In elementary school, students aren’t just taught to read, write, or count; they are also taught how to interact with one another. In a “normal” classroom, each student is neurotypical, meaning someone is not on the autism spectrum, while in another classroom there are students who are neurodiverse, meaning they are on the autism spectrum – but why? Why in a classroom does there have to be separation between students with and without autism, and who does it benefit? 

The short answer is, nobody. The separation of students  at such a young age creates such a stigma in their mind. The thought that, if they aren’t allowed in their classroom, “there must be something wrong with them.” Teachers still continue to tell their students to “respect everyone,” and “treat everyone how you wish to be treated,” and that should apply to everyone. Not just people who they’re familiar with. In high schools, we see all the time that students with autism or other disabilities are welcomed into other classrooms, but this is not the same for elementary schools. So why not?

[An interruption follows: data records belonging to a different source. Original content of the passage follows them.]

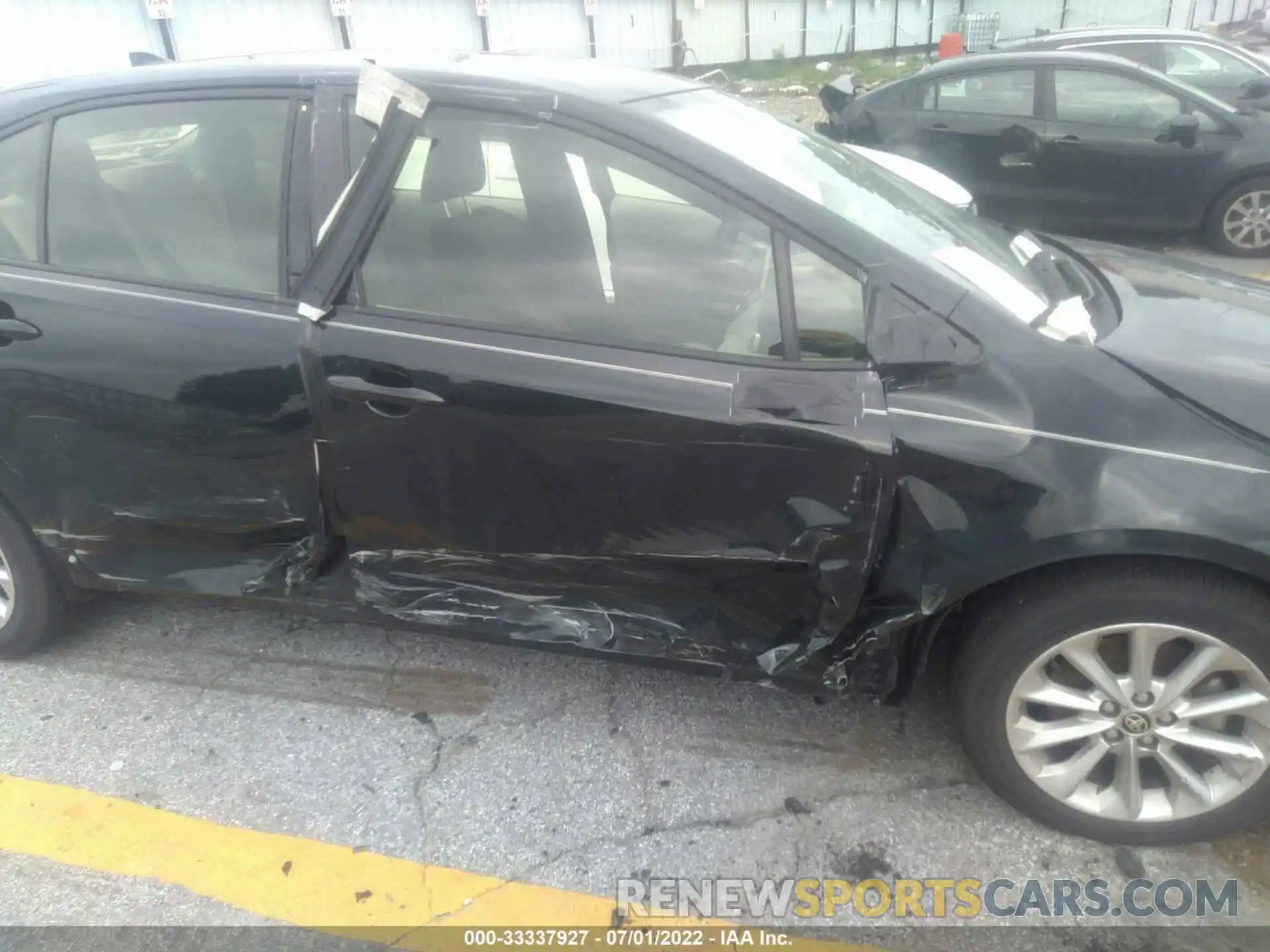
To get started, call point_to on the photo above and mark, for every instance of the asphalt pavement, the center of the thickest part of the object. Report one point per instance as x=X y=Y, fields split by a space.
x=517 y=764
x=529 y=767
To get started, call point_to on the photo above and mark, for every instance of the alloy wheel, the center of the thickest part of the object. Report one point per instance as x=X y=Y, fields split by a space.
x=1246 y=222
x=1142 y=723
x=7 y=592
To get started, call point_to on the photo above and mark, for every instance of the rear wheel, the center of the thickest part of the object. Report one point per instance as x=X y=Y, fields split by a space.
x=1238 y=223
x=1126 y=702
x=32 y=608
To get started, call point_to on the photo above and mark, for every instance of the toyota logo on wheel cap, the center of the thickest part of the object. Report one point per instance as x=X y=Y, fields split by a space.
x=1136 y=724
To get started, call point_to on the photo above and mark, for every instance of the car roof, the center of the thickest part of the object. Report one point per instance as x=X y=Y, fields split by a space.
x=586 y=79
x=1094 y=33
x=1032 y=59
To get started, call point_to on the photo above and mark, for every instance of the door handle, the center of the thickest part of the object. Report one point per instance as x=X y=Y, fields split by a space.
x=15 y=328
x=364 y=389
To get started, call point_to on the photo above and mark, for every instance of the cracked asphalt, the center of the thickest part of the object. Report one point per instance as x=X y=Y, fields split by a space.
x=530 y=767
x=520 y=764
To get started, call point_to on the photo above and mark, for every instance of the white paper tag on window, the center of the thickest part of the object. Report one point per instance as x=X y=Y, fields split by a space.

Routinely, autistic students are not in classrooms with other students because there is a belief that it leads to student-on-student bullying. Teachers, parents, and administrators tend to believe their students will treat special education students differently or make them feel like outcasts. Although this fear is reasonable and recognized, it is important for both groups of students to be included and brought together. Students with autism are more likely to feel included in a larger group when in a more “typical” classroom, and students without disabilities are going to become accustomed to those who are different from what the “norm” is – or what they have been taught the “norm” is. 

Caleb James, coach and a case manager for Truman says, “I believe it is a good idea to connect students with special education students at a young age. Growing up and learning in an environment that includes all different types of children will help them be prepared to live and interact in a world with all different types of people.” Case management, the process of working with students who have an IEP (Individualized Education Plan) in a learning environment, is an imperative part of making this happen for elementary schools. There needs to be more connections between both special education students on any part of the spectrum, students with physical disabilities, and students who you always see representing the school – interesting how that works, right? 

If the ISD wants “more diversity” in their education system, there needs to be connections between all kinds of students, with or without disabilities. It’s off-putting to have just neurotypical students, or students who don’t present as the “norm,” to represent us as a district and open community for all kinds of students. As elementary school students age, they are going to be more exposed to different kinds of people, and it’s the job of the administrators and teachers to teach them kindness and respect to all kinds of people. Not having more disability representation in our classrooms and schools, even at a young age, seems to hold back students a lot more, closing them off from the world in an odd way.